Area209 / Area1 = k[209^(2/3)] / k[1^(2/3)] = 209^(2/3)

To find the ratio of the surface areas of the two spheres, we need to calculate the areas and then divide them.

The formula for the surface area of a sphere is:

Surface Area = 4 * π * r^2

Where r is the radius of the sphere.

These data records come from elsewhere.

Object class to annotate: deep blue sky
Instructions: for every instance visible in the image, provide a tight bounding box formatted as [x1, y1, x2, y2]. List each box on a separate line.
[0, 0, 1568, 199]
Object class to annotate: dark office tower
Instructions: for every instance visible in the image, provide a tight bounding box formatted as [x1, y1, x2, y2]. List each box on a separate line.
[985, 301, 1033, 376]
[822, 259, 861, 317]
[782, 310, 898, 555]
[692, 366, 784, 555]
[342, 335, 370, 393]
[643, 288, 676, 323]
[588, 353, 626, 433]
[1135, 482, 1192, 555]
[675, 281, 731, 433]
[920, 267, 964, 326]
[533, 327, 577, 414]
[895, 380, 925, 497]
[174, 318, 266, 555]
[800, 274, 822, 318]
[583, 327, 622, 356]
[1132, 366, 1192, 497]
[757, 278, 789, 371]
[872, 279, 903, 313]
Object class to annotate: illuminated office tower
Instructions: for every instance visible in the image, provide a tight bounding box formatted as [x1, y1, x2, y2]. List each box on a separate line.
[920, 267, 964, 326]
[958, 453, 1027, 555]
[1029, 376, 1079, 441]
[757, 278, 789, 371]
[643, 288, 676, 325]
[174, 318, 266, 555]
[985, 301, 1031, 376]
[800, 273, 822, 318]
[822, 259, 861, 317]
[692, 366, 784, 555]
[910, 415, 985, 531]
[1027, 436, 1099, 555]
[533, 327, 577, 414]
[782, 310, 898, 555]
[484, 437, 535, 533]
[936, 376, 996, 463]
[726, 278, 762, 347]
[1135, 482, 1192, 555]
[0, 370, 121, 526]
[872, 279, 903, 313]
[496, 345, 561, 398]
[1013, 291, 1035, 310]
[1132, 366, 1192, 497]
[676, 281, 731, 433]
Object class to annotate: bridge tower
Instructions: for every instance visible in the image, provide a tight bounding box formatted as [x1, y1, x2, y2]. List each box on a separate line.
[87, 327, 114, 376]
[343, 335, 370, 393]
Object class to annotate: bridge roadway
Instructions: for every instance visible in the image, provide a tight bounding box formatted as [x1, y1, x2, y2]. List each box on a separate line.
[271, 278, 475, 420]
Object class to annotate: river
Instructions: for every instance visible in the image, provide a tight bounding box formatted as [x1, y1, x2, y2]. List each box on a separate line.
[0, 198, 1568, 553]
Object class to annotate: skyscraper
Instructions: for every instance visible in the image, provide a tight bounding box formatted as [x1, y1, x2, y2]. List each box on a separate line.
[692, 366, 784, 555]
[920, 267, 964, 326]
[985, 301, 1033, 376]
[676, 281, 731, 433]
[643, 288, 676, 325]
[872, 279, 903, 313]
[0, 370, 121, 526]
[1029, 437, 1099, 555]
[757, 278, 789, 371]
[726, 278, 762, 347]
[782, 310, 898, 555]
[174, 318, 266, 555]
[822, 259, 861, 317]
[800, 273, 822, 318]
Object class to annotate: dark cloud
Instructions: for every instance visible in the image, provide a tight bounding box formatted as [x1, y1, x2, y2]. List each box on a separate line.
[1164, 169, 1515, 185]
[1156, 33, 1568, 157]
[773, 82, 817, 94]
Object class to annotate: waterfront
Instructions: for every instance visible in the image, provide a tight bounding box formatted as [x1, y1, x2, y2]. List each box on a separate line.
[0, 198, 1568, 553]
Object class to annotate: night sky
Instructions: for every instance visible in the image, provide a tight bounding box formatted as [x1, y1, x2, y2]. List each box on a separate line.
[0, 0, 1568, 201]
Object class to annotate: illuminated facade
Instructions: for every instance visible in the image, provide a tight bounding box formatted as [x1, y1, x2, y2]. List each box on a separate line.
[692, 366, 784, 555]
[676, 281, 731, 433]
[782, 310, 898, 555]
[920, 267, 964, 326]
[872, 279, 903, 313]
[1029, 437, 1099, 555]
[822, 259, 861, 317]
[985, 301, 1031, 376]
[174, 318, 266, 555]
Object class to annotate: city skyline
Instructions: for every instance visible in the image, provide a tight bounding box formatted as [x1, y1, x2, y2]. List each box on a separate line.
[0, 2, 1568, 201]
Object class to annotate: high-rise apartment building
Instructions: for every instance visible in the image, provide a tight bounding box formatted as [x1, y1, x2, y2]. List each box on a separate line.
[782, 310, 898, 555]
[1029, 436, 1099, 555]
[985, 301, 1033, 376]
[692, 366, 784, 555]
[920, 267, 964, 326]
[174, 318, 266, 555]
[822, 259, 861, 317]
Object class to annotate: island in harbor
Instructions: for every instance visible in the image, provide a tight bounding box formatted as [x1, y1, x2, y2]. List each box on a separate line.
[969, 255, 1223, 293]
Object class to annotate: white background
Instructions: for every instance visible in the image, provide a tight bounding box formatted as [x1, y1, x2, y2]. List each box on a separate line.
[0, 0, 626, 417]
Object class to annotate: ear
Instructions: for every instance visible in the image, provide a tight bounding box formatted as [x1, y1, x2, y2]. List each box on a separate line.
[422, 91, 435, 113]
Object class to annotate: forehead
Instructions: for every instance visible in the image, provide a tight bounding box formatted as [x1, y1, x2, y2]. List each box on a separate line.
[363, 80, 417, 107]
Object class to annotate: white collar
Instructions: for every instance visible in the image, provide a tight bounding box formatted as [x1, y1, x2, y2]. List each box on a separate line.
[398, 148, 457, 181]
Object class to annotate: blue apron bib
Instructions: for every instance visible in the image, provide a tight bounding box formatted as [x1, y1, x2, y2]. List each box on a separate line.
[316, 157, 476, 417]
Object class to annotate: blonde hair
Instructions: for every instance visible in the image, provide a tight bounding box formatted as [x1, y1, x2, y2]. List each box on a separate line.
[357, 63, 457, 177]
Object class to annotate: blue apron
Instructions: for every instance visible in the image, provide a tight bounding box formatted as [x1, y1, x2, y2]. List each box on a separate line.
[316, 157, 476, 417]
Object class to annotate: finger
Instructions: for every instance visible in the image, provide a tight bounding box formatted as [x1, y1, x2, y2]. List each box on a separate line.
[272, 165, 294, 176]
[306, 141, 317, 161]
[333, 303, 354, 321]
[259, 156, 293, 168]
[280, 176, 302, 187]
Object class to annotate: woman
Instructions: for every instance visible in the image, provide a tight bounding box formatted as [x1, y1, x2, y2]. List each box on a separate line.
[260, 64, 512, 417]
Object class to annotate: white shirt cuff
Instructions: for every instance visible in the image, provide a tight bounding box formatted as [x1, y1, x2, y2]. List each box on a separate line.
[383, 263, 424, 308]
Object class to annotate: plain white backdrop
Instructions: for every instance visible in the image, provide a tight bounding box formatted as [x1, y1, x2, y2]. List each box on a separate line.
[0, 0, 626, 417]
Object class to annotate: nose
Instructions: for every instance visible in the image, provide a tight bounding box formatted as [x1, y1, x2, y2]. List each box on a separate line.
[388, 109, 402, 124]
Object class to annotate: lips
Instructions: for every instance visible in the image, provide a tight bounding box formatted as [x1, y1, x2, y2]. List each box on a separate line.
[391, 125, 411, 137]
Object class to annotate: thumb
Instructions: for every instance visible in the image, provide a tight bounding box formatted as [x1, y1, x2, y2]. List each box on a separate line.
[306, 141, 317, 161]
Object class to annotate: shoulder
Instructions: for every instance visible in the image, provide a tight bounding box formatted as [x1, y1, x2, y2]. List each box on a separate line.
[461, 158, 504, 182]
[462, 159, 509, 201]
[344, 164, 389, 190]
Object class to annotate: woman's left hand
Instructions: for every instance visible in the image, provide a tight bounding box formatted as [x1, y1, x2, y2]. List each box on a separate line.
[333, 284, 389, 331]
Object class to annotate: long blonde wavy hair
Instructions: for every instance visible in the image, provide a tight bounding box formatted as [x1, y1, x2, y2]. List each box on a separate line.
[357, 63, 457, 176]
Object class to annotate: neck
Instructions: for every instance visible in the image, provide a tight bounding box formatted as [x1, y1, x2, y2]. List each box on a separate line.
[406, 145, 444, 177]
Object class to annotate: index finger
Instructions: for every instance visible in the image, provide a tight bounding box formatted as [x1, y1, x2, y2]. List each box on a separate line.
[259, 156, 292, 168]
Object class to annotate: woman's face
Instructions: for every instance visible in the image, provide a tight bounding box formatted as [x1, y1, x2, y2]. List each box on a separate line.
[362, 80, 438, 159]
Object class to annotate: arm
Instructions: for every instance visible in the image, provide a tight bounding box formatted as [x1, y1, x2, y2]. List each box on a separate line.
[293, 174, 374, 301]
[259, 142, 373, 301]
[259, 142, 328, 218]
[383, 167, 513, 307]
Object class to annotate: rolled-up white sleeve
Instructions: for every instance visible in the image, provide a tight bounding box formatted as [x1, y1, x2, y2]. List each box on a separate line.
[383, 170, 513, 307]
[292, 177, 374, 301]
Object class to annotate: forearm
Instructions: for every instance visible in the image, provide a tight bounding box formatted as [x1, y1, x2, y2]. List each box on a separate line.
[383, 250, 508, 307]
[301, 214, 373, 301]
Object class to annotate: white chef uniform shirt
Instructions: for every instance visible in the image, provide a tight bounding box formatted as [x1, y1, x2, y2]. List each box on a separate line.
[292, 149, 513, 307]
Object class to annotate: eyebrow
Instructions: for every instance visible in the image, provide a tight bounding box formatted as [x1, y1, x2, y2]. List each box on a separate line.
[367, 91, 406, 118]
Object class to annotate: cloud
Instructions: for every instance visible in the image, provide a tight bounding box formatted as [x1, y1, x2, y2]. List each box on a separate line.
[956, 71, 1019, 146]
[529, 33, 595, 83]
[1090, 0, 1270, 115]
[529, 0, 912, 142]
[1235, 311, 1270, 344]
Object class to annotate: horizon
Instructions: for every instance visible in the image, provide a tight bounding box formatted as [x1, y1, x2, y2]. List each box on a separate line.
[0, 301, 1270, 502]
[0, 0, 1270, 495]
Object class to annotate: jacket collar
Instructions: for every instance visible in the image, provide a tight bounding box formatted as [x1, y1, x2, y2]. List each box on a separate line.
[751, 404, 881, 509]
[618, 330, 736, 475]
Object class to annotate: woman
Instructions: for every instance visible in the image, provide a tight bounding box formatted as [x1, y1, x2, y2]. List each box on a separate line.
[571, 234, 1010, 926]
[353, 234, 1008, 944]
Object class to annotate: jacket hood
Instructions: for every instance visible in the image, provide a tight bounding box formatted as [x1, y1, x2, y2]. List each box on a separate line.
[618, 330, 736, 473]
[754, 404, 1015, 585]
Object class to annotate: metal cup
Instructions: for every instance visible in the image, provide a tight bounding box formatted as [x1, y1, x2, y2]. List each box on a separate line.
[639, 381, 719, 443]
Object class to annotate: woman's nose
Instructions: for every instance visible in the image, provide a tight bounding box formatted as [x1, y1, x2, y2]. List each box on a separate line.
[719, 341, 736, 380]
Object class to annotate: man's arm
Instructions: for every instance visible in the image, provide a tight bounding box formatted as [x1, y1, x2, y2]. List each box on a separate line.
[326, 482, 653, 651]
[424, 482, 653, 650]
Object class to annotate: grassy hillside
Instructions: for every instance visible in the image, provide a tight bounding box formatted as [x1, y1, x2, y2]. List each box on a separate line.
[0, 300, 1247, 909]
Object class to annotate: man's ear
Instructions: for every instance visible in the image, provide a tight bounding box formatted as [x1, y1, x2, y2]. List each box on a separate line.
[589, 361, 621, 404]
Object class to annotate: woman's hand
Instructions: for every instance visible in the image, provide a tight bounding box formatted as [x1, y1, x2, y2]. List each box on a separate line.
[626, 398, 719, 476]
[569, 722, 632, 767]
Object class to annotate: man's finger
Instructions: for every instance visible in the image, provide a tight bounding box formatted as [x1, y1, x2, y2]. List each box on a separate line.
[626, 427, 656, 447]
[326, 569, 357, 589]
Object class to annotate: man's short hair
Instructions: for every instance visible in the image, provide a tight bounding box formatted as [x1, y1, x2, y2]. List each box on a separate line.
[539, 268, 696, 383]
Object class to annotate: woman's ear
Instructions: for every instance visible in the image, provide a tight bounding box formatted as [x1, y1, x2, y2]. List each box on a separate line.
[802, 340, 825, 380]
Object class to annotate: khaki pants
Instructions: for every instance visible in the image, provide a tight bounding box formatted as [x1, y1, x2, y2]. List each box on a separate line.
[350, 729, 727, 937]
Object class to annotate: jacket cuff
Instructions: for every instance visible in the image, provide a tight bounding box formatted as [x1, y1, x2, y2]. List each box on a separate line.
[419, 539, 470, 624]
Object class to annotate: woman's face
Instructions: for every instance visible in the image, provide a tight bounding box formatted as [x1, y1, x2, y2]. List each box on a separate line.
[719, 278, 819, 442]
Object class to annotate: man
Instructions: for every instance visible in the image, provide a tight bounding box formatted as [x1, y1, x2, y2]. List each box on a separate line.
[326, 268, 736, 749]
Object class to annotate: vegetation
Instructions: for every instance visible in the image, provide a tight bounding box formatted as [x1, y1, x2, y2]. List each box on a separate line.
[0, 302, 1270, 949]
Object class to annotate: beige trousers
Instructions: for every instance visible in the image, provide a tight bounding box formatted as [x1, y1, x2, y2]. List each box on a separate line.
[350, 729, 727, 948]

In this case, we don't have the radius directly, but we have the nucleon number, which is proportional to the mass number (A), given by:

A = number of protons (Z) + number of neutrons (N)

Let's calculate the radii (r1 and r209) for the two spheres:

For the smallest nucleus with a nucleon number of 1, we have A1 = 1.
We assume that the nucleus is a hydrogen atom, which has one proton and no neutrons.
So, Z1 = 1, and N1 = 0.
A1 = Z1 + N1 = 1.
Therefore, r1 = A1^(1/3) = 1^(1/3) = 1.

For the largest nucleus with a nucleon number of 209, we have A209 = 209.
We assume that the nucleus is lead-209, which has 82 protons and 127 neutrons.
So, Z209 = 82, and N209 = 127.
A209 = Z209 + N209 = 82 + 127 = 209.
Therefore, r209 = A209^(1/3) = 209^(1/3) ≈ 5.96.

Now, let's calculate the surface areas of the spheres using the formula:

Surface Area1 = 4 * π * r1^2 = 4 * π * 1^2 = 4 * π.
Surface Area209 = 4 * π * r209^2 = 4 * π * (5.96)^2 ≈ 4 * 3.14 * 35.52 ≈ 445.03 * π.

Finally, we can calculate the ratio of the surface areas:

Ratio = Surface Area209 / Surface Area1 = (445.03 * π) / (4 * π) = 445.03 / 4 ≈ 111.26.

So, the ratio of the surface areas of the spheres is approximately 111.26.